Automobile Designers

Automobile Designers

Automobile Designers

While other men were building cars for the masses in the early 1900s, low-priced vehicles that almost anyone could afford, Thomas Russell had his eye set on the well-to-do. Though he used slogans like “A high-grade car at a wonderfully-low price” and “Made up to a standard, not down to a price,” his namesake car, the Russell, was hundreds of dollars more than the competition - $450 more than Henry Ford's Model C, to be exact.

The beautiful Russell Model A was in a class of its own, with ball-bearing hubs, pneumatic tries, hand-stitched leather padded seats, gasoline 2-cylinder engine, and a shaft drive with sliding gear, three-speed transmission. Produced at the Russell Motor Car Company starting in 1905, the automobile was Canadian-made, through and through, “the only Canadian owned company to ever produce and market a product designed by Canadians, built by Canadians and sold to Canadians,” according to Steve Pitt in the January 2002 issue of Legion Magazine. The Russell was a hit internationally, too, selling in Britain, Australia and New Zealand.

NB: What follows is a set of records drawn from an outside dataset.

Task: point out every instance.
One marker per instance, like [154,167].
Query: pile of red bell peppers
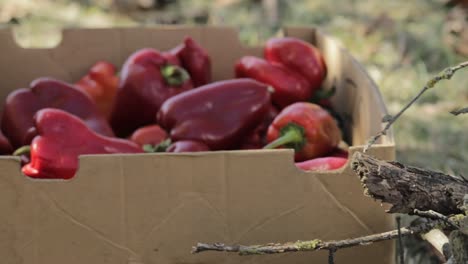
[167,101]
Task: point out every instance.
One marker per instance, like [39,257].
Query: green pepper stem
[291,136]
[174,75]
[22,150]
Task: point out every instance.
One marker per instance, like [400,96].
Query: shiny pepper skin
[307,128]
[148,78]
[187,146]
[298,56]
[100,83]
[219,114]
[22,104]
[289,87]
[61,138]
[195,60]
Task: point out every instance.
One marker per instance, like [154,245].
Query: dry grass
[401,43]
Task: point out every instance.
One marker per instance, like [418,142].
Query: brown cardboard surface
[152,208]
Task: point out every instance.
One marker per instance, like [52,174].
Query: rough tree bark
[414,190]
[408,188]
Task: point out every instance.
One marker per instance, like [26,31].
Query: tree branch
[316,244]
[459,111]
[444,75]
[408,188]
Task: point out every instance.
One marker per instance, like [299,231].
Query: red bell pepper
[322,164]
[340,153]
[289,87]
[5,146]
[218,114]
[22,104]
[257,139]
[307,128]
[148,78]
[100,83]
[298,56]
[187,146]
[195,60]
[149,135]
[62,138]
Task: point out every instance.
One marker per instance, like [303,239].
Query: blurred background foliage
[401,43]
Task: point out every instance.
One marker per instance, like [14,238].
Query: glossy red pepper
[307,128]
[298,56]
[340,153]
[322,164]
[195,60]
[218,114]
[5,146]
[62,138]
[100,83]
[288,86]
[257,139]
[22,104]
[147,79]
[149,135]
[187,146]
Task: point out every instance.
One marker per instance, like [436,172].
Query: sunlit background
[401,43]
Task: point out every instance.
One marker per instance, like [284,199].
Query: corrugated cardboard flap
[152,208]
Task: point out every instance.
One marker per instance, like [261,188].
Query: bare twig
[444,75]
[400,241]
[331,255]
[316,244]
[438,241]
[459,111]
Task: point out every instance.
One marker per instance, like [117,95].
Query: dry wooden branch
[444,75]
[408,188]
[459,111]
[316,244]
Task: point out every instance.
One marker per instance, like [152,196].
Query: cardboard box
[152,208]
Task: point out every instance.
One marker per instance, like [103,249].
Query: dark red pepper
[195,60]
[289,87]
[307,128]
[257,139]
[219,114]
[298,56]
[322,164]
[22,104]
[147,79]
[5,146]
[101,83]
[62,137]
[187,146]
[340,153]
[149,135]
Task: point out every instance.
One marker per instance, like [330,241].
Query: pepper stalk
[292,136]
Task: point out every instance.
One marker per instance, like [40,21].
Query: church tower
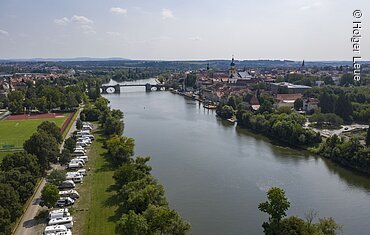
[232,70]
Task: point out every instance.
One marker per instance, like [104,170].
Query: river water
[216,174]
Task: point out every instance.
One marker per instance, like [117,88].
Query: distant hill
[64,59]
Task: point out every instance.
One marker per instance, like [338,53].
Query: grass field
[15,132]
[94,214]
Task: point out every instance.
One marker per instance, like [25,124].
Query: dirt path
[28,224]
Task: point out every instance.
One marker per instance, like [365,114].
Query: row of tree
[43,96]
[350,153]
[19,172]
[142,206]
[283,127]
[276,206]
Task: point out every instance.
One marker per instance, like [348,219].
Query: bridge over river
[116,89]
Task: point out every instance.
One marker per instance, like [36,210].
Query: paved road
[27,224]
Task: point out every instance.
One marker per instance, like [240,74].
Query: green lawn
[94,214]
[15,132]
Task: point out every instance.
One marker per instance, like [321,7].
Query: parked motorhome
[69,193]
[76,179]
[75,165]
[65,201]
[51,230]
[66,221]
[59,213]
[67,184]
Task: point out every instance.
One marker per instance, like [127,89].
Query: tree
[344,108]
[5,222]
[56,177]
[120,149]
[70,144]
[225,111]
[22,161]
[165,221]
[52,129]
[49,195]
[9,199]
[132,224]
[44,147]
[298,104]
[113,126]
[327,102]
[328,226]
[79,124]
[101,104]
[276,206]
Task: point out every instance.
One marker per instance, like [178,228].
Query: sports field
[13,133]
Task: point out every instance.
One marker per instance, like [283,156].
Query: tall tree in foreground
[276,206]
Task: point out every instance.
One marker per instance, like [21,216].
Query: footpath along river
[215,174]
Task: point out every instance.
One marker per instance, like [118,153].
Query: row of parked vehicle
[60,220]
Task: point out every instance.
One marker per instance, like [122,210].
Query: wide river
[216,174]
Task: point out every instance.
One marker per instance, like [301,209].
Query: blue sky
[182,29]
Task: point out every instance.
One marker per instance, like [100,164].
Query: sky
[183,29]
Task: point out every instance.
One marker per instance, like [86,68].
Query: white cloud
[167,14]
[81,20]
[118,10]
[113,33]
[87,29]
[4,33]
[310,6]
[62,21]
[196,38]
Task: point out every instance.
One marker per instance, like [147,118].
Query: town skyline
[172,30]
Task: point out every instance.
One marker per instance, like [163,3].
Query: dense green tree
[344,108]
[298,104]
[225,111]
[328,226]
[113,126]
[163,220]
[79,124]
[138,195]
[293,226]
[9,200]
[44,147]
[56,177]
[16,100]
[49,195]
[134,171]
[52,129]
[5,222]
[327,102]
[276,206]
[101,104]
[132,224]
[120,149]
[65,157]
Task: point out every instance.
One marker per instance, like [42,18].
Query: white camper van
[51,230]
[69,193]
[59,213]
[66,221]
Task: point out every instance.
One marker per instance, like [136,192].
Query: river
[216,174]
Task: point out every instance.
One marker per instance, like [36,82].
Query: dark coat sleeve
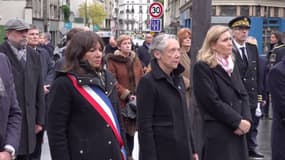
[208,98]
[14,114]
[146,102]
[276,87]
[58,117]
[39,103]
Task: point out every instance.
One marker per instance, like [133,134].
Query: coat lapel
[231,81]
[222,74]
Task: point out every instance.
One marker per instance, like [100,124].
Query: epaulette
[280,46]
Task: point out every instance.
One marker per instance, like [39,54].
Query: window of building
[228,10]
[213,10]
[257,11]
[244,10]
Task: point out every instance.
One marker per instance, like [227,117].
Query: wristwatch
[10,149]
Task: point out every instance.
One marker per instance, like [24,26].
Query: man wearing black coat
[26,68]
[10,115]
[47,75]
[276,88]
[247,62]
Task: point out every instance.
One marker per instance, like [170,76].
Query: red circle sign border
[152,4]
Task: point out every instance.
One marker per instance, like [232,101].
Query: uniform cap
[241,21]
[16,24]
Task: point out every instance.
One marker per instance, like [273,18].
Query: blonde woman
[222,98]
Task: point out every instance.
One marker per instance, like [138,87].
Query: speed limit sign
[155,10]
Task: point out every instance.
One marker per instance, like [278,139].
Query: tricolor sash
[101,103]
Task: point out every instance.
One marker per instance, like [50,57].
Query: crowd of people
[95,97]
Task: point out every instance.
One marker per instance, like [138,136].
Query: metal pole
[200,27]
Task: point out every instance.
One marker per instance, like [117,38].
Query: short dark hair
[278,36]
[79,45]
[71,32]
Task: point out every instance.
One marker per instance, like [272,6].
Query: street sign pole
[155,25]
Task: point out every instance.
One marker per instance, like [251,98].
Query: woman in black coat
[222,98]
[84,116]
[163,123]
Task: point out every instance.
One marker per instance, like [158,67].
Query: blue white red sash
[101,103]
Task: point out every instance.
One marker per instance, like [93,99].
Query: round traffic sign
[155,10]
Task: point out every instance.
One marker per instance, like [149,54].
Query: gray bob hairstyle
[159,42]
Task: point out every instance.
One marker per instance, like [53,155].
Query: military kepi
[16,24]
[241,21]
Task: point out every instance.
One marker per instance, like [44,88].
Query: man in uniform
[247,62]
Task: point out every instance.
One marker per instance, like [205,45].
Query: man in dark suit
[26,68]
[277,88]
[10,115]
[247,62]
[47,75]
[142,51]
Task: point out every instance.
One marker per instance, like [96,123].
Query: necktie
[244,58]
[22,59]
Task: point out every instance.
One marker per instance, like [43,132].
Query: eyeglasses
[241,28]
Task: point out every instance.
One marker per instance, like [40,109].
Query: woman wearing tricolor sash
[84,115]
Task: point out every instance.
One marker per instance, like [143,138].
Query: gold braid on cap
[243,22]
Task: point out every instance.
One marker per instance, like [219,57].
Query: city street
[263,141]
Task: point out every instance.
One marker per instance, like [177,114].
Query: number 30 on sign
[155,10]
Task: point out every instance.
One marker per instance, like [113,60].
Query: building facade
[131,16]
[43,13]
[266,16]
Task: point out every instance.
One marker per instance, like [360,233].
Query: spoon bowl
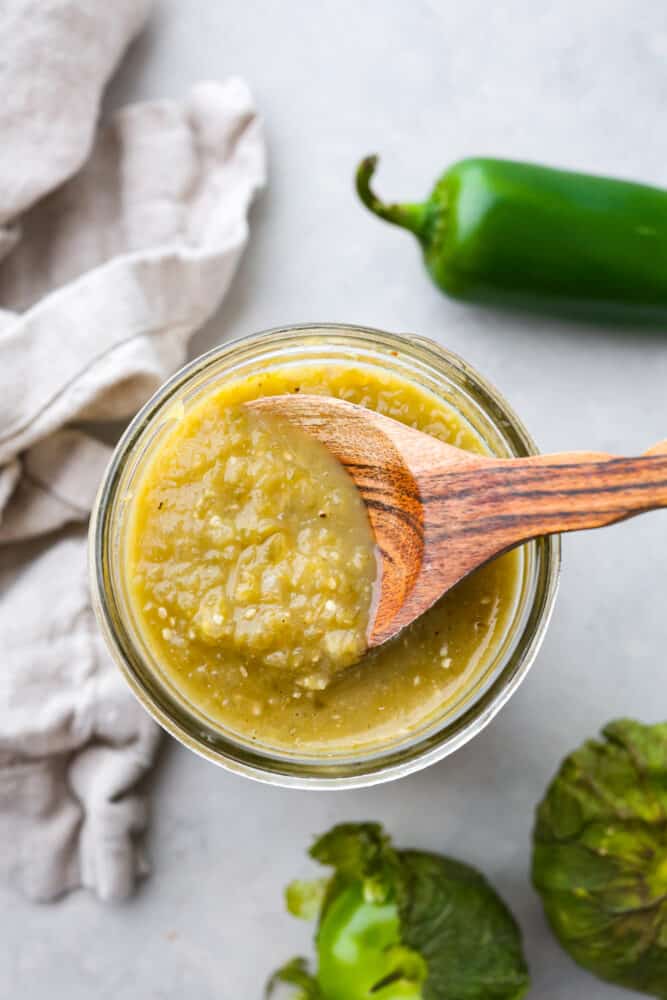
[438,513]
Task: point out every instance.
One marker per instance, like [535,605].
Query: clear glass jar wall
[415,359]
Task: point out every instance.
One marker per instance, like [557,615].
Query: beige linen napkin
[102,281]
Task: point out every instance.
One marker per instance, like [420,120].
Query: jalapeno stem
[409,216]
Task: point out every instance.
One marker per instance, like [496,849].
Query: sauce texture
[251,563]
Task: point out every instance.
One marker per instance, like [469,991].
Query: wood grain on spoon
[438,512]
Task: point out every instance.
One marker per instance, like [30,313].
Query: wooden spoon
[438,512]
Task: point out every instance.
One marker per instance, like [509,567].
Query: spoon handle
[548,494]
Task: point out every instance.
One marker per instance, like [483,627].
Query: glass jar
[413,358]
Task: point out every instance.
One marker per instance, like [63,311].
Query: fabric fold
[102,282]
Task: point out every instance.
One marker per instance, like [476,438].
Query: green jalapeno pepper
[496,231]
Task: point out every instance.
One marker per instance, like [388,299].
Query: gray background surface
[578,83]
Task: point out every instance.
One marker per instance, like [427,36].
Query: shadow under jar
[401,707]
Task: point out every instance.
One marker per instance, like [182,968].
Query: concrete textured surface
[578,84]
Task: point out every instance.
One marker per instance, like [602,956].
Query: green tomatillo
[402,925]
[600,856]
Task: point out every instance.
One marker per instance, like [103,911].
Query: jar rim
[272,766]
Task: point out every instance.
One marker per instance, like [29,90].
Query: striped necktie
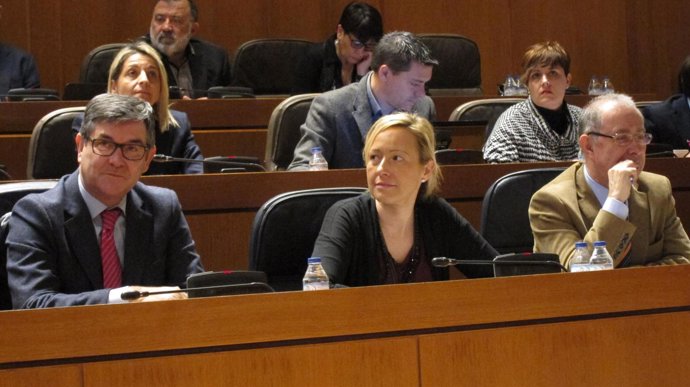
[112,272]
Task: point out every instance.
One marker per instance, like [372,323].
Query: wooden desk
[221,126]
[616,327]
[220,208]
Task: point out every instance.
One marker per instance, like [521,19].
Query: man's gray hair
[118,108]
[590,121]
[399,49]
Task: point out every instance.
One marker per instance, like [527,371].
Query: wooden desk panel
[17,120]
[500,331]
[352,363]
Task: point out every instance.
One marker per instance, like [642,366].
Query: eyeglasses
[357,44]
[132,152]
[625,139]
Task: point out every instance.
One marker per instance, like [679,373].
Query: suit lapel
[639,215]
[80,233]
[138,248]
[587,201]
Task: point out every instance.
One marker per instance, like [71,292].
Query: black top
[558,120]
[319,70]
[349,243]
[208,63]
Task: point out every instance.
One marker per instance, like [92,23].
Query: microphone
[217,164]
[510,259]
[251,287]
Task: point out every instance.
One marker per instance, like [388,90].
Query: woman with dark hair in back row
[345,56]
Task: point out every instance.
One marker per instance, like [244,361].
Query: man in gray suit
[609,197]
[338,120]
[99,230]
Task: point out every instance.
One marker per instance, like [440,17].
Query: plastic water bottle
[315,278]
[601,259]
[317,162]
[580,261]
[594,87]
[607,86]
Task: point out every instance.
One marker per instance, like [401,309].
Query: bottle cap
[314,260]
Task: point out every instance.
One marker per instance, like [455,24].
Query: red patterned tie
[112,274]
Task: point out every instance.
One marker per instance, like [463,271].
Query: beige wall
[638,43]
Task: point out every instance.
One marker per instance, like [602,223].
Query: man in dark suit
[338,120]
[17,69]
[669,121]
[99,229]
[193,65]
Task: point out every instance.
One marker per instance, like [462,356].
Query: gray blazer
[53,255]
[338,122]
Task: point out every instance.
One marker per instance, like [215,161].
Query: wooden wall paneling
[391,362]
[88,24]
[603,352]
[670,44]
[586,29]
[634,42]
[231,23]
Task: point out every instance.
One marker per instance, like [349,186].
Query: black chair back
[483,110]
[96,64]
[505,219]
[284,130]
[10,193]
[5,298]
[657,150]
[267,66]
[459,65]
[285,229]
[52,151]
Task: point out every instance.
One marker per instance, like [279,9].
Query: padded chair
[10,193]
[657,150]
[285,229]
[485,110]
[459,156]
[95,66]
[267,65]
[459,69]
[505,220]
[5,298]
[28,95]
[52,152]
[223,164]
[283,130]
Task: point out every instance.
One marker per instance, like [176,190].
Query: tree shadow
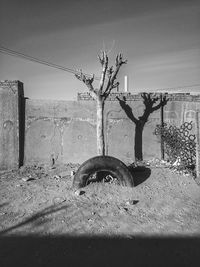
[149,101]
[37,219]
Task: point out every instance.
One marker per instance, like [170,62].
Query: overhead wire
[11,52]
[8,51]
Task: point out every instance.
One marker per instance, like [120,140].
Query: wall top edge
[9,82]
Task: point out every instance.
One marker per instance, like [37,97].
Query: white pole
[126,84]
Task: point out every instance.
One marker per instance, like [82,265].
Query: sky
[160,39]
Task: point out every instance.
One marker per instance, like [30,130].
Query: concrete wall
[11,95]
[65,131]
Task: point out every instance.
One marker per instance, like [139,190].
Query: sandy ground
[43,222]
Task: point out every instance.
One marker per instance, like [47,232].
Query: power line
[8,51]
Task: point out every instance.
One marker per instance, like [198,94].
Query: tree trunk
[100,127]
[139,126]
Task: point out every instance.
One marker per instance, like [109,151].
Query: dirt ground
[43,222]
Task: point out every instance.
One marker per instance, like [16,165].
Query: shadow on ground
[98,251]
[139,173]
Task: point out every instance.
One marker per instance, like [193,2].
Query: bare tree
[106,85]
[151,105]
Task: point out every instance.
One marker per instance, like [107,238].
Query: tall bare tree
[106,85]
[150,105]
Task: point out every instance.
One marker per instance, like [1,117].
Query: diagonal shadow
[36,218]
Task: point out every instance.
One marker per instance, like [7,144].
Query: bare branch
[128,110]
[162,103]
[104,62]
[112,75]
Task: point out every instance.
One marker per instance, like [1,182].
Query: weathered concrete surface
[10,93]
[59,131]
[65,131]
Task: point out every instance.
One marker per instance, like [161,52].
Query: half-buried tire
[102,163]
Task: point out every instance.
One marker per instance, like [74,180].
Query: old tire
[102,163]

Thomas Russell Named General Manager of CCM

At 24 years old, Thomas Alexander Russell was a farm boy with a political science degree. Business was not in his background, but he took on the post of Executive Secretary of the Canadian Manufacturers Association in 1899 and made a grand success of the job. Russell's exuberance for the task helped membership explode by over 400 percent; he also started the the trade magazine, Industrial Canada. Canadian Cycle and Motor Limited (CCM) of Toronto, Ontario came calling two years later, scooping up the energetic young man to take charge as General Manager of the flagging bicycle company.